When security.networkPolicy.enabled is true (the default), the operator creates a NetworkPolicy that implements a default-deny posture with selective allowlisting:

Ingress rules:

  • Allow traffic from the same namespace on ports 18789 (gateway) and 18793 (canvas).
  • Allow traffic from explicitly listed namespaces (allowedIngressNamespaces).
  • Allow traffic from explicitly listed CIDRs (allowedIngressCIDRs).

Egress rules:

  • Allow DNS (UDP/TCP port 53) when allowDNS is true (default).
  • Allow HTTPS (TCP port 443) to any destination, required for AI provider API calls.
  • Allow additional CIDRs specified in allowedEgressCIDRs.

RBAC (Least Privilege)

Each instance gets its own ServiceAccount, Role, and RoleBinding. The Role grants only:

  • get and watch on the instance’s own ConfigMap (by resourceNames restriction).

Users can extend this with additionalRules in the spec if the workload needs broader permissions. The operator itself requires broader RBAC, but each managed workload follows least privilege.

Operator Security

The operator pod itself runs with:

  • runAsNonRoot: true, UID 65532 (nonroot distroless user).
  • Read-only root filesystem.
  • All capabilities dropped.
  • Seccomp RuntimeDefault.
  • HTTP/2 disabled by default to mitigate CVE-2023-44487 (Rapid Reset).

Webhook Validation

The operator includes a validating and defaulting admission webhook.

Validating Webhook

The validator blocks or warns on insecure configurations:

CheckSeverityBehavior
runAsUser: 0 (root)ErrorRejects the resource.
runAsNonRoot: falseWarningAdmits with a warning.
NetworkPolicy disabledWarningAdmits with a warning.
Ingress without TLSWarningAdmits with a warning.
Ingress with forceHTTPS: falseWarningAdmits with a warning.
Chromium without image digestWarningAdmits with a warning about supply chain risk.
No env or envFrom configuredWarningWarns that API keys are likely missing.
allowPrivilegeEscalation: trueWarningAdmits with a warning.
Missing CPU or memory limitsWarningRecommends setting both limits.
StorageClass changed after creationErrorRejects the update (immutable field).

Defaulting Webhook

The defaulter sets sensible values for unspecified fields:

FieldDefault Value
image.repositoryghcr.io/openclaw/openclaw
image.taglatest
image.pullPolicyIfNotPresent
security.podSecurityContextUID/GID 1000, nonroot
security.containerSecurityContextNo privilege escalation
resources.requests.cpu500m
resources.requests.memory1Gi
resources.limits.cpu2000m
resources.limits.memory4Gi
storage.persistence.enabledtrue
storage.persistence.size10Gi
networking.service.typeClusterIP

Configuration Management

OpenClaw reads its settings from a JSON configuration file (openclaw.json). The operator supports two modes for providing this configuration.

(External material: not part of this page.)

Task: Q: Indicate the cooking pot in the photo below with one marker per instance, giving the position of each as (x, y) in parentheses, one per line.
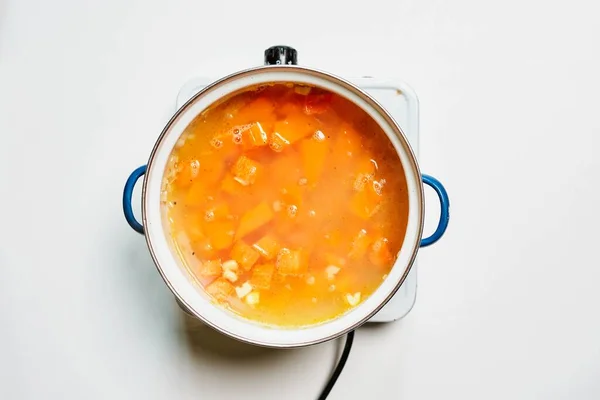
(280, 67)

External ConfigMap Reference

Use spec.config.configMapRef to point to a pre-existing ConfigMap. The operator mounts the specified key (default openclaw.json) into the container at /home/openclaw/.openclaw/openclaw.json. In this mode, the operator does not create or manage the ConfigMap.

spec:
  config:
    configMapRef:
      name: my-openclaw-config
      key: openclaw.json

Inline Raw JSON

Use spec.config.raw to embed configuration directly in the CR. The operator creates a managed ConfigMap named <instance>-config containing the JSON, and mounts it into the container.

spec:
  config:
    raw:
      mcpServers:
        my-server:
          command: npx
          args: ["-y", "@my/mcp-server"]

Config Hash for Rollout

The operator computes a SHA-256 hash of the configuration and stores it as the annotation openclaw.rocks/config-hash on the pod template. When the configuration changes, the hash changes, which triggers a rolling update of the Deployment even though the Deployment spec itself has not changed. This ensures configuration changes are always picked up without manual restarts.